Sunday, January 4, 2015

Blueberry Apple Cake

I bought my married granddaughter a book by Paula Shoyer which motivated me to take out a copy of another book by Paula, The Kosher Baker.   I remember making her blueberry cake some time ago and decided to make it again, adding apples to the mix.

When I checked my blog to see what I had posted, I found I had not posted the recipe, at all so I have a second chance, one which hopefully makes it to print.

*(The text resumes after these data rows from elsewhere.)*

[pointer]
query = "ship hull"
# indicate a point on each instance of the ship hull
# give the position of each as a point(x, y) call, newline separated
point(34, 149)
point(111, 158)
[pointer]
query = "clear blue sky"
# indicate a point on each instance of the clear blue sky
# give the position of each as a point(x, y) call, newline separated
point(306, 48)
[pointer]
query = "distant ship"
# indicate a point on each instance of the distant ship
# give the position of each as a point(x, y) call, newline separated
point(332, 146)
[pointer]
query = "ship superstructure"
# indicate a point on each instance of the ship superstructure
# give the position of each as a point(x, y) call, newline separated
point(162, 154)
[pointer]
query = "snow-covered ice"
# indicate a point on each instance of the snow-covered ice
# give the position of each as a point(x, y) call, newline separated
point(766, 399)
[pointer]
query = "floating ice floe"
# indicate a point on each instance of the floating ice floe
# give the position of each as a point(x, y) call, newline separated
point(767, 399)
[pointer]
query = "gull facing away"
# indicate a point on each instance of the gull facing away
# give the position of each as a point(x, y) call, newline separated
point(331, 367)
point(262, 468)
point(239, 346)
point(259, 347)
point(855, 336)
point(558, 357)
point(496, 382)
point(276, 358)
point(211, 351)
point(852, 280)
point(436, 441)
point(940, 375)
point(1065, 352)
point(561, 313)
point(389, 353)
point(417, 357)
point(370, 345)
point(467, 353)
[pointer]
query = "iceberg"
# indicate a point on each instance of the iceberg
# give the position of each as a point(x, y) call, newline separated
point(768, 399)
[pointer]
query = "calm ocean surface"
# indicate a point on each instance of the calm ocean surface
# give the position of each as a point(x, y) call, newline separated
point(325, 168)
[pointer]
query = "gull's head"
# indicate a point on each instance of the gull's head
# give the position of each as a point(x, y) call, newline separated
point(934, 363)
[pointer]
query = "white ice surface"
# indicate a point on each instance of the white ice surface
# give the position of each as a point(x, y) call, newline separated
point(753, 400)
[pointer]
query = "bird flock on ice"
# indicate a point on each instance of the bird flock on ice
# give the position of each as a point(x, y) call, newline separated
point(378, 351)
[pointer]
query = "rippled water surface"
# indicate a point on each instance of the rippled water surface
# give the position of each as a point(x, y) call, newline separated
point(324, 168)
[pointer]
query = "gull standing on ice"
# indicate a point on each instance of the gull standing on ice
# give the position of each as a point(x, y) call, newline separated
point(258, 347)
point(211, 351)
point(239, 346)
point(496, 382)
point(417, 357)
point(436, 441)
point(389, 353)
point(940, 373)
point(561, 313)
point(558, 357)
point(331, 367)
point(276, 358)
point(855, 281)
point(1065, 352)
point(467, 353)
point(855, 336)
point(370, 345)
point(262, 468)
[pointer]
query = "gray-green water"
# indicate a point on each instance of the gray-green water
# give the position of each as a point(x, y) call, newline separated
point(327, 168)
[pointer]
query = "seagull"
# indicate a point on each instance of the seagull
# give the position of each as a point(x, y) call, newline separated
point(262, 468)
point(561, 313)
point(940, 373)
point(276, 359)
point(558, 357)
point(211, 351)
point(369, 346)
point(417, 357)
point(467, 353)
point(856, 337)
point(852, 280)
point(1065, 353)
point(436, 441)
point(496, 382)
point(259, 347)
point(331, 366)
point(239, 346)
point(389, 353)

Apple and Blueberry Cake (adapted to be gluten-free from Kosher Baker)


Spray oil
1/3 cup orange juice
4 eggs
3/4 cup oil
1 tablespoon vanilla
1 1/2 cups sugar
2 1/2 cups gluten free flour mixture
1 tablespoon baking powder
1/4 teaspoon salt
1/4 teaspoon cinnamon
1/4 teaspoon ginger

Blueberry mixture - 3 cups fresh blueberries or a ten ounce bag of frozen blueberries, 1 tablespoon sugar, 1 tablespoon gluten-free flour, 1/4 teaspoon ginger

Preheat oven to 375 degrees.

Grease and flour a 9 x 13 inch baking pan.

Mix together orange juice, eggs, oil and vanilla in a large bowl.

Add sugar, flour, baking powder, salt, cinnamon and ginger.  Mix well.

Make filling:  Place all ingredients in a medium bowl and toss together.

Spread half the batter into prepared pan.

Top with blueberry mixture.

Take remaining batter and drop in "glops" and gently spread over the blueberries/

Bake for 55 to 60 minutes or until a sharp knife comes out clean.

Eat and enjoy.


  1. The cake looks very moist and beautiful, Chaya.

  2. Yum, this looks amazing! Thanks for the recipe!